Pas d'alternative à Xi Jinping

Le Congrès du PCC - officiellement la plus haute autorité du Parti communiste - entame un cycle de changement dans la direction du Parti-État chinois, qui culminera en mars 2023 avec une session du Congrès national du peuple (CNP). L'arrangement personnel qui en résulte déterminera le fonctionnement du PCC pour au moins les cinq prochaines années. La première étape du cycle actuel vient de s'achever avec la tenue du 20e Congrès du 16 au 22 octobre, la première session plénière (premier plénum) du nouveau Comité central (CC) du PCC le 23 octobre et la session du Comité permanent du CNP du 26 au 30 octobre.

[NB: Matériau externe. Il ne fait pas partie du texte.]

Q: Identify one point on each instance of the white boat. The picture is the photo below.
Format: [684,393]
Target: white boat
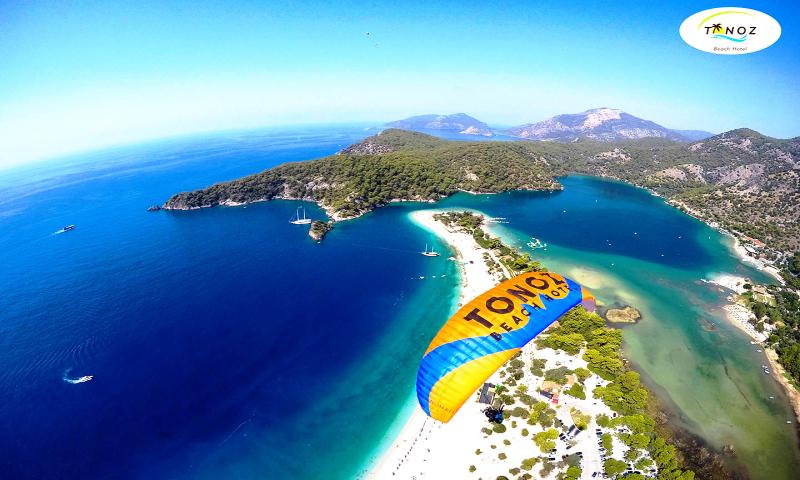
[429,253]
[74,381]
[296,220]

Le congrès a approuvé un nouveau CC, dominé par les acolytes et les alliés de Xi Jinping (69 ans), et des amendements ont été apportés aux statuts du parti pour donner la priorité absolue au programme socio-économique qu'il met en avant. Son pouvoir personnel au sein de la direction du PCC est confirmé par une autre modification de ses statuts. Non seulement, comme lors du 19e Congrès, Xi Jinping a été reconnu comme la continuation "créative" de l'idéologie marxiste, mais cette fois, surtout, son "rôle de leader unique" a été souligné et "tous les membres du parti ont été exhortés à comprendre profondément l'importance décisive d'établir la position clé du camarade Xi Jinping au sein du Comité central".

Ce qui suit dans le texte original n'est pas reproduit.